Pode ser um gênero definido? Vale como informativo histórico quando
se refere a fatos acontecidos ou quando trata de personagens reais? Ou, quando
ficção, despretenciosa, simples passa-tempo, valerá apenas
como amenidade, leitura de lazer? Muito tem sido discutido sobre a crônica,
principalmente como sua validade literária. Por que a crônica é
sempre mais de jornal? Talvez! Todos temos uma idéia falsa ou verdadeira
de que o que é escrito para jornal é escrito muito depressa, sem
amadurecimento. E, por isso, achamos que só o que se faz pensadamente,
devagar, bem digerido, pode ser literatura, tenha condições de
literariedade, pendendo entre o ambíguo e o artístico.
De uma coisa eu sei: há diferença entre o que escrevemos na escola,
como simples exercício, e o que escrevemos para ser lido em letras redondas
da imprensa, publicado e multiplicado aos milhares de cópias, para milhares
de prováveis leitores. O que é do jornal ou da revista exige mais
responsabilidade; um compromisso maior, a possibilidade da crítica nem
sempre construtiva e imparcial. Escreve-se par ficar escrito, guardado, sem
condições de controle por parte do autor. O que é redigido
na escola é apenas uma forma de respostas aos ensinamentos do professor,
uma medição do aproveitamento passageiro ou definitivo do que
foi absorvido pelo aluno. Para muitos, apenas uma simples aprovação
de bimestre ou ano letivo.
Pessoalmente, defendo a idéia de que a crônica deve conter verdades
objetivas e subjetivas e, se possível, marcar uma realidade no tempo
e no espaço, fixar figuras principalmente no plano do sentimento.
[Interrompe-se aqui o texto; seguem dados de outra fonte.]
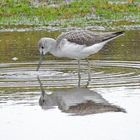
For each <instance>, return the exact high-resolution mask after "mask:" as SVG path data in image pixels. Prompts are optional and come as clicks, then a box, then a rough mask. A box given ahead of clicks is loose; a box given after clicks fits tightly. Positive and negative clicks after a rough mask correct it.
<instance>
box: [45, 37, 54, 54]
mask: <svg viewBox="0 0 140 140" xmlns="http://www.w3.org/2000/svg"><path fill="white" fill-rule="evenodd" d="M47 45H48V50H49V52H50V53H51V54H54V53H55V51H56V40H55V39H52V40H51V41H50V42H49V43H48V44H47Z"/></svg>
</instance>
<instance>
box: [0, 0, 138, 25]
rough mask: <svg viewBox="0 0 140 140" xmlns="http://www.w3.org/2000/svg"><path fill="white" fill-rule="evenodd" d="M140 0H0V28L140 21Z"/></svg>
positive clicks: (133, 22) (93, 23)
mask: <svg viewBox="0 0 140 140" xmlns="http://www.w3.org/2000/svg"><path fill="white" fill-rule="evenodd" d="M139 12H140V3H139V0H134V2H132V1H131V2H129V1H127V0H124V3H122V2H116V1H115V2H114V1H113V2H111V1H109V0H94V1H93V0H69V1H68V0H67V1H66V0H65V1H64V0H59V1H58V0H57V1H54V0H52V1H50V2H49V1H48V3H47V2H43V0H42V2H39V3H35V2H34V1H33V0H20V1H18V0H2V1H1V2H0V24H1V28H5V27H7V26H8V27H12V26H15V25H16V26H17V25H18V26H19V25H21V26H23V25H24V26H51V27H52V26H54V27H57V26H59V27H68V26H72V27H73V26H80V27H86V26H90V25H94V26H102V27H108V28H110V27H112V25H113V26H116V27H117V26H118V25H119V26H121V25H122V26H124V25H139V23H140V14H139Z"/></svg>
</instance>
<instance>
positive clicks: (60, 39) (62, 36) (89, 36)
mask: <svg viewBox="0 0 140 140" xmlns="http://www.w3.org/2000/svg"><path fill="white" fill-rule="evenodd" d="M97 36H98V35H96V34H94V33H93V32H91V31H86V30H84V31H83V30H82V31H81V30H80V31H70V32H67V33H63V34H61V35H60V36H58V38H57V45H59V44H60V43H61V41H62V40H63V39H67V41H69V42H72V43H76V44H79V45H86V46H90V45H93V44H95V43H97V41H98V40H99V39H98V38H97Z"/></svg>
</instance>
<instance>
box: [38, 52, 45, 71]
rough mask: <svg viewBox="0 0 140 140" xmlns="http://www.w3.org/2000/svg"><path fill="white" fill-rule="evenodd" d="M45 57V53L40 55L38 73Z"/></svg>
mask: <svg viewBox="0 0 140 140" xmlns="http://www.w3.org/2000/svg"><path fill="white" fill-rule="evenodd" d="M43 57H44V55H43V53H42V54H40V60H39V63H38V66H37V69H36V71H39V68H40V66H41V64H42V62H43Z"/></svg>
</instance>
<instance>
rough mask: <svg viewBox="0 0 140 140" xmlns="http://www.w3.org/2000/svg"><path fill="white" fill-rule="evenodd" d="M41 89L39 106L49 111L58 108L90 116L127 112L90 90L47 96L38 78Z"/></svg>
mask: <svg viewBox="0 0 140 140" xmlns="http://www.w3.org/2000/svg"><path fill="white" fill-rule="evenodd" d="M38 81H39V84H40V89H41V97H40V99H39V105H40V106H41V107H42V109H44V110H47V109H51V108H54V107H56V106H58V108H59V109H60V110H61V111H62V112H66V113H71V114H73V115H88V114H96V113H103V112H111V111H112V112H125V110H124V109H122V108H120V107H119V106H116V105H111V104H110V103H109V102H108V101H107V100H105V99H104V98H103V97H102V96H101V95H100V94H98V93H97V92H95V91H91V90H89V89H88V88H73V89H63V90H62V89H61V90H57V91H53V92H52V93H51V94H47V93H46V92H45V90H44V88H43V85H42V83H41V81H40V79H39V77H38Z"/></svg>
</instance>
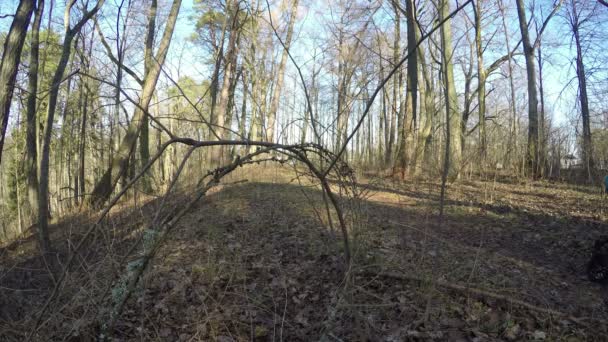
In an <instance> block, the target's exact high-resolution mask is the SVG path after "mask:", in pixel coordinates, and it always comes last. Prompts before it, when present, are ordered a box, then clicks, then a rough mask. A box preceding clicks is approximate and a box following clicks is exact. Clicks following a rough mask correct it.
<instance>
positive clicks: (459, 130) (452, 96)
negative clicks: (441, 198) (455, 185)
mask: <svg viewBox="0 0 608 342" xmlns="http://www.w3.org/2000/svg"><path fill="white" fill-rule="evenodd" d="M449 12H450V11H449V5H448V0H441V2H440V10H439V20H444V19H445V18H447V17H448V15H449ZM441 41H442V49H441V57H442V63H443V72H444V77H445V80H444V87H445V96H446V98H445V101H446V110H447V111H448V112H447V113H446V118H447V119H448V123H447V124H448V127H449V129H448V131H449V134H448V136H449V140H450V141H449V144H446V146H449V154H450V158H449V162H448V161H447V160H446V162H445V165H446V167H447V166H449V170H448V175H447V177H448V178H449V179H451V180H454V179H456V178H458V175H459V173H460V167H461V162H462V134H463V132H462V119H461V116H460V112H459V110H458V98H457V97H456V86H455V83H454V65H453V62H452V54H453V48H452V28H451V20H448V21H446V22H445V24H443V25H442V26H441Z"/></svg>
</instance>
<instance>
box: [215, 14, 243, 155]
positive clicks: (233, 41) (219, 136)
mask: <svg viewBox="0 0 608 342" xmlns="http://www.w3.org/2000/svg"><path fill="white" fill-rule="evenodd" d="M230 4H233V5H234V8H233V9H231V10H230V11H233V12H234V13H233V14H232V16H231V18H230V21H231V25H230V35H229V37H228V50H227V51H226V56H224V60H225V65H224V79H223V81H222V88H221V91H220V97H219V100H218V105H217V108H216V111H215V117H216V118H217V120H216V125H217V132H218V135H219V137H218V138H219V139H224V138H225V137H226V136H227V132H228V130H227V129H230V127H225V126H226V125H227V121H229V120H227V119H226V118H227V116H228V113H229V111H230V106H229V102H230V96H231V95H230V88H231V87H230V85H231V84H232V82H233V78H234V77H235V75H234V71H235V68H236V62H237V56H238V41H239V34H240V32H239V31H240V30H239V27H238V26H239V20H238V16H239V12H240V9H239V5H238V3H237V2H230V3H229V5H230ZM211 151H212V155H211V163H212V165H213V166H219V165H221V164H222V161H223V160H222V159H223V158H224V152H225V148H224V147H223V146H214V147H212V148H211Z"/></svg>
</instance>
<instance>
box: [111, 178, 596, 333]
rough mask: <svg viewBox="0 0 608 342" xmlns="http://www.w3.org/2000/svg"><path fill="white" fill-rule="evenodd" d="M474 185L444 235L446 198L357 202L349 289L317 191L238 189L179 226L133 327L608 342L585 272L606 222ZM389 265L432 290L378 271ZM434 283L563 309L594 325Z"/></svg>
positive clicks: (285, 184)
mask: <svg viewBox="0 0 608 342" xmlns="http://www.w3.org/2000/svg"><path fill="white" fill-rule="evenodd" d="M472 188H473V189H474V187H472ZM539 189H542V188H539ZM467 191H469V192H470V191H471V189H470V188H468V187H467V185H463V186H461V187H460V188H458V192H456V191H453V194H454V196H452V197H451V198H450V200H451V202H450V207H449V208H448V216H447V217H446V219H445V222H446V223H445V224H444V225H443V226H441V227H439V226H438V223H437V221H436V217H435V216H434V214H433V213H434V210H435V207H434V205H435V204H434V194H433V193H430V194H429V192H428V191H426V192H425V191H424V190H420V189H415V188H412V187H407V186H402V187H400V188H396V187H395V186H391V188H387V189H382V188H378V187H376V188H375V189H374V191H372V192H370V194H369V198H368V199H367V200H366V201H364V202H362V203H361V204H360V205H359V206H358V207H357V208H358V209H357V210H358V212H357V217H358V219H363V220H361V222H363V223H364V224H359V225H357V227H355V228H354V229H355V231H354V232H353V234H354V235H355V236H354V238H355V240H356V241H359V243H355V249H356V256H357V259H356V260H357V261H356V263H355V268H356V270H354V271H353V272H354V273H355V274H356V276H354V277H353V278H352V279H351V280H350V282H349V283H348V284H345V283H344V279H343V277H342V276H341V274H342V267H343V264H342V259H341V252H340V248H341V246H340V245H339V239H338V238H336V237H335V234H333V233H332V232H331V231H328V229H327V228H325V226H326V225H323V224H322V223H321V222H320V221H319V219H318V217H317V216H316V214H315V213H319V212H320V213H322V212H323V206H322V203H323V202H322V200H321V195H320V193H319V192H318V191H317V190H316V189H307V190H306V195H304V193H303V192H302V188H301V187H299V186H297V185H294V184H284V183H281V184H272V183H248V184H244V185H238V186H231V187H228V188H226V189H224V190H222V191H221V192H219V193H217V194H215V195H213V196H211V197H210V198H208V199H207V200H205V202H203V203H201V204H200V205H199V207H198V209H197V210H195V211H194V212H193V213H192V214H191V215H189V216H188V217H187V218H186V219H184V221H183V222H182V223H181V224H180V228H179V230H176V231H175V232H174V234H173V238H172V239H171V241H170V242H169V243H167V244H166V246H165V248H164V250H163V253H162V257H159V258H157V260H156V262H155V265H154V268H153V271H152V272H149V274H148V275H147V277H146V279H145V281H144V287H145V289H146V290H145V294H144V295H143V296H141V297H140V299H139V300H138V301H137V305H133V307H131V308H130V309H129V310H130V311H129V314H128V315H127V317H126V319H125V320H124V322H123V326H122V327H120V329H121V330H122V332H123V334H124V335H123V336H124V337H128V336H131V337H132V338H146V339H148V338H150V339H154V338H156V339H163V340H165V339H170V340H177V339H181V340H220V341H247V340H260V341H266V340H269V341H271V340H288V341H295V340H300V341H310V340H329V341H331V340H345V341H346V340H361V341H364V340H370V341H376V340H394V341H401V340H446V341H457V340H460V341H468V340H475V341H486V340H519V339H547V340H565V341H566V340H567V341H581V340H594V341H597V340H602V339H603V337H602V336H605V335H604V334H605V332H606V330H605V327H604V326H600V325H597V323H596V322H597V321H598V320H604V319H605V318H606V317H608V316H607V312H606V305H605V303H604V300H603V298H604V297H603V294H602V291H601V289H600V288H599V287H598V286H596V285H595V284H592V283H589V282H588V281H587V280H586V279H585V277H584V267H583V265H584V262H585V258H586V257H587V253H588V249H587V248H586V247H587V246H588V245H589V243H588V241H589V239H591V238H592V237H593V236H595V235H598V234H600V233H601V230H602V228H603V226H602V225H597V226H592V227H591V226H589V222H587V221H584V220H583V219H582V218H577V217H575V216H570V217H569V218H567V219H564V217H561V218H556V217H555V216H553V215H551V214H550V213H549V214H548V213H544V212H542V210H538V211H535V210H532V209H530V207H529V206H527V203H526V202H523V201H521V202H520V205H517V206H514V205H512V204H508V205H507V204H500V201H495V202H494V203H495V204H494V206H490V205H487V204H481V203H476V202H475V201H471V200H470V198H471V196H470V194H468V193H467ZM478 191H481V190H478ZM496 191H497V192H498V193H500V191H502V190H496ZM477 195H479V194H477ZM540 195H546V194H545V193H541V194H540ZM459 196H462V198H459ZM519 196H523V197H526V195H525V193H523V194H520V195H519ZM532 196H534V195H532ZM477 198H479V197H477ZM545 198H550V197H545ZM311 201H312V203H313V205H311ZM530 201H531V202H532V203H538V202H537V200H530ZM496 203H499V204H496ZM565 205H569V204H567V203H566V204H565ZM313 206H314V207H315V208H314V209H313V208H312V207H313ZM505 208H508V209H505ZM540 208H542V207H540ZM315 210H316V211H315ZM563 216H567V215H563ZM577 220H578V221H577ZM575 221H576V222H578V223H575V224H573V223H572V222H575ZM380 269H382V270H384V271H386V272H395V271H397V272H400V273H401V274H405V275H415V276H417V277H420V278H422V279H428V280H429V282H424V281H423V282H416V281H404V280H402V279H395V278H391V277H383V276H373V275H370V273H369V272H368V270H376V271H377V270H380ZM431 280H435V281H438V282H447V283H453V284H461V285H465V286H471V287H475V288H481V289H485V290H488V291H492V292H495V293H499V294H501V295H504V296H507V297H509V298H513V299H515V300H521V301H525V302H528V303H530V304H533V305H535V306H538V307H543V308H547V309H554V310H558V311H561V312H564V313H565V314H567V315H569V316H574V317H577V318H582V319H583V321H584V322H588V323H586V324H588V326H587V327H583V326H579V325H577V324H575V323H573V322H572V321H570V320H568V319H567V318H566V317H549V316H548V315H545V314H539V313H535V312H530V311H529V310H524V309H521V308H518V307H517V306H516V305H509V304H508V303H505V302H504V301H497V300H495V299H493V298H478V297H474V296H470V295H468V294H467V293H463V292H459V291H452V290H449V289H445V288H441V287H436V286H433V284H432V281H431ZM142 326H144V327H157V328H156V329H144V330H142V329H141V327H142ZM590 327H592V328H590ZM138 329H139V330H138Z"/></svg>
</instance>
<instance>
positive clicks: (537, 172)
mask: <svg viewBox="0 0 608 342" xmlns="http://www.w3.org/2000/svg"><path fill="white" fill-rule="evenodd" d="M516 5H517V17H518V18H519V30H520V32H521V39H522V42H523V45H524V56H525V58H526V72H527V77H528V121H529V122H528V148H527V152H526V163H527V167H528V170H529V172H530V175H532V176H533V177H535V178H536V177H537V176H538V96H537V94H536V63H535V62H534V47H533V46H532V44H531V42H530V35H529V32H528V20H527V19H526V9H525V7H524V3H523V0H516Z"/></svg>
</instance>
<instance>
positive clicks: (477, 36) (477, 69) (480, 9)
mask: <svg viewBox="0 0 608 342" xmlns="http://www.w3.org/2000/svg"><path fill="white" fill-rule="evenodd" d="M482 3H483V1H482V0H477V1H476V4H475V5H476V8H475V52H476V55H477V78H478V89H477V106H478V108H477V111H478V113H479V153H480V157H481V169H482V172H483V170H485V159H486V152H487V151H486V149H487V146H486V69H485V67H484V65H483V46H482V41H481V29H482V28H481V16H482V10H483V7H482Z"/></svg>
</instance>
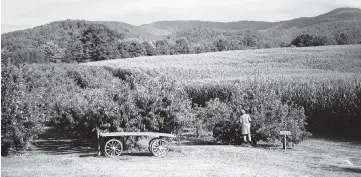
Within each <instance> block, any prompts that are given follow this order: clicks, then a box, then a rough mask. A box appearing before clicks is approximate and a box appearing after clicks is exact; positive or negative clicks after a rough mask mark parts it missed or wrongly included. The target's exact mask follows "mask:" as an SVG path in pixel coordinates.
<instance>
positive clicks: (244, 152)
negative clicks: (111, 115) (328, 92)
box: [1, 139, 361, 177]
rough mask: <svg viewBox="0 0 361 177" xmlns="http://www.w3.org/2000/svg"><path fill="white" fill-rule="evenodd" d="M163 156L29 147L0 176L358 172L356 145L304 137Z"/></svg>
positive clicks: (175, 174)
mask: <svg viewBox="0 0 361 177" xmlns="http://www.w3.org/2000/svg"><path fill="white" fill-rule="evenodd" d="M174 148H175V149H176V151H172V152H170V153H169V154H168V156H166V157H164V158H157V157H150V156H148V154H147V153H146V152H144V153H135V154H128V155H123V156H121V157H117V158H106V157H98V156H96V152H95V151H90V152H89V149H78V150H77V151H70V150H69V151H64V150H62V149H52V150H50V151H49V150H40V149H37V150H34V151H32V152H29V153H28V154H26V155H22V156H13V157H5V158H2V162H1V167H2V170H1V175H2V176H34V177H35V176H36V177H37V176H53V177H55V176H328V177H332V176H334V177H339V176H360V175H361V145H360V144H359V143H354V142H337V141H330V140H324V139H309V140H307V141H304V142H302V143H301V144H299V145H297V146H295V147H294V148H293V149H289V150H287V151H284V150H282V149H281V147H275V148H264V147H257V148H256V147H238V146H233V145H181V146H175V147H174Z"/></svg>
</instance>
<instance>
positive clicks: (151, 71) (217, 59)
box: [86, 45, 361, 83]
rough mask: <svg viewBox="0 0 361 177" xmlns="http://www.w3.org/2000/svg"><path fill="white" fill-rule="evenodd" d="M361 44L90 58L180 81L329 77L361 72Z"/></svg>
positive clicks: (317, 77)
mask: <svg viewBox="0 0 361 177" xmlns="http://www.w3.org/2000/svg"><path fill="white" fill-rule="evenodd" d="M360 57H361V45H344V46H322V47H305V48H273V49H260V50H243V51H226V52H215V53H204V54H191V55H176V56H152V57H138V58H132V59H118V60H106V61H99V62H90V63H86V65H107V66H113V67H118V68H128V69H136V70H141V71H146V72H147V73H148V74H150V75H157V74H161V75H167V76H171V77H173V78H176V80H179V81H183V82H187V83H188V82H221V81H229V80H248V79H250V78H254V77H256V76H257V77H269V78H292V79H311V78H317V79H329V78H348V77H354V76H355V73H357V75H360V74H361V59H360Z"/></svg>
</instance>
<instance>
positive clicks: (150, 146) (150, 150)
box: [148, 138, 159, 153]
mask: <svg viewBox="0 0 361 177" xmlns="http://www.w3.org/2000/svg"><path fill="white" fill-rule="evenodd" d="M157 139H159V138H153V139H151V140H150V141H149V146H148V150H149V152H150V153H152V148H151V147H152V143H153V142H154V140H157Z"/></svg>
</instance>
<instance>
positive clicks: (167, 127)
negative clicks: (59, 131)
mask: <svg viewBox="0 0 361 177" xmlns="http://www.w3.org/2000/svg"><path fill="white" fill-rule="evenodd" d="M23 68H24V70H25V71H26V72H28V73H27V74H25V75H24V78H26V80H27V87H28V88H29V90H28V91H29V92H30V93H29V94H30V95H38V94H39V93H40V94H39V96H38V97H35V98H34V100H36V101H39V102H42V103H43V104H44V105H46V110H48V111H49V112H47V114H46V115H47V118H46V120H48V121H50V122H51V123H52V125H54V126H56V127H57V130H58V131H60V132H61V133H62V134H63V135H64V136H65V137H68V138H77V139H78V140H80V141H81V142H90V141H91V139H92V138H93V137H94V130H95V128H97V127H99V128H101V129H102V130H103V131H109V132H112V131H156V132H167V133H170V132H173V133H175V132H177V131H179V130H180V128H181V127H182V126H183V125H184V124H187V123H188V122H189V120H188V117H190V116H188V115H189V114H190V109H191V107H190V106H191V104H190V101H189V100H188V98H187V95H186V94H185V92H184V90H183V88H182V87H179V86H178V85H177V84H176V83H175V82H174V81H173V80H171V79H169V78H165V77H157V78H150V77H149V76H147V75H146V74H144V73H141V72H137V71H127V70H123V69H114V68H109V67H108V68H105V67H90V66H81V65H80V66H73V65H27V66H24V67H23ZM25 76H26V77H25ZM44 91H45V92H44ZM188 124H189V123H188Z"/></svg>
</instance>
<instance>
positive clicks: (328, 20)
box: [9, 8, 361, 40]
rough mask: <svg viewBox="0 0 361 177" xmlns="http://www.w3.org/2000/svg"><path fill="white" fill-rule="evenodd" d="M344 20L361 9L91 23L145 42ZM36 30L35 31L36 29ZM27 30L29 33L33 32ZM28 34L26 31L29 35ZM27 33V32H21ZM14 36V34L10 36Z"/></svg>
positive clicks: (50, 23) (304, 24)
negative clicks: (279, 15)
mask: <svg viewBox="0 0 361 177" xmlns="http://www.w3.org/2000/svg"><path fill="white" fill-rule="evenodd" d="M344 20H348V21H350V20H352V21H353V20H356V21H358V20H361V9H358V8H337V9H335V10H332V11H330V12H328V13H325V14H322V15H319V16H316V17H301V18H296V19H292V20H285V21H280V22H265V21H237V22H211V21H198V20H181V21H158V22H154V23H151V24H144V25H140V26H134V25H131V24H127V23H122V22H116V21H88V22H90V23H97V24H103V25H105V26H107V27H109V28H110V29H112V30H115V31H118V32H120V33H125V34H126V36H128V37H142V38H144V39H149V40H154V39H160V38H162V37H164V36H168V35H172V34H174V33H175V32H179V31H184V30H190V29H193V28H197V27H204V28H209V29H216V30H223V31H238V30H247V29H252V30H269V29H289V28H305V27H310V26H313V25H319V24H321V23H325V22H340V21H344ZM60 22H64V21H56V22H52V23H50V24H46V25H42V26H39V27H35V28H42V27H47V26H48V25H54V23H60ZM35 28H32V29H35ZM32 29H26V30H32ZM26 30H25V31H26ZM20 31H24V30H20ZM9 33H11V32H9Z"/></svg>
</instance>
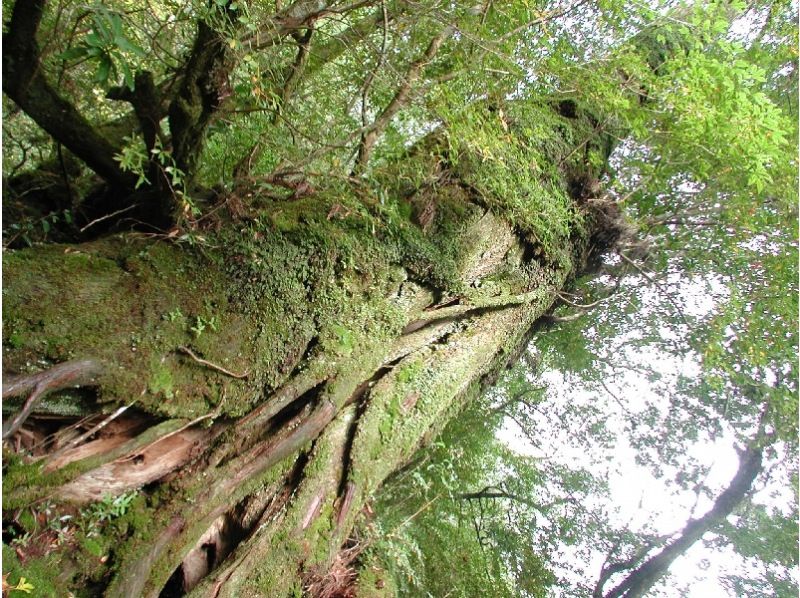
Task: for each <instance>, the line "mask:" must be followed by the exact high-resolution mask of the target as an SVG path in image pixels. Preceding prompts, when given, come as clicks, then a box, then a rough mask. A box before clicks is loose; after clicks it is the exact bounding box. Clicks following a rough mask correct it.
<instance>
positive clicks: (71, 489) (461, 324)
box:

Dentro
das condições intelectuais do cronista, seu trabalho deve ser
uma construção lingüística capaz de despertar valores
ideais, uma reflexão não só do momentâneo como também
do eterno existente dentro de cada leitor. A crônica não deve ser
uma trabalho completo, mas, ao contrário, uma estrutura aberta, onde
cada um possa acrescentar algo pessoal, seja de conhecimento, seja de amor.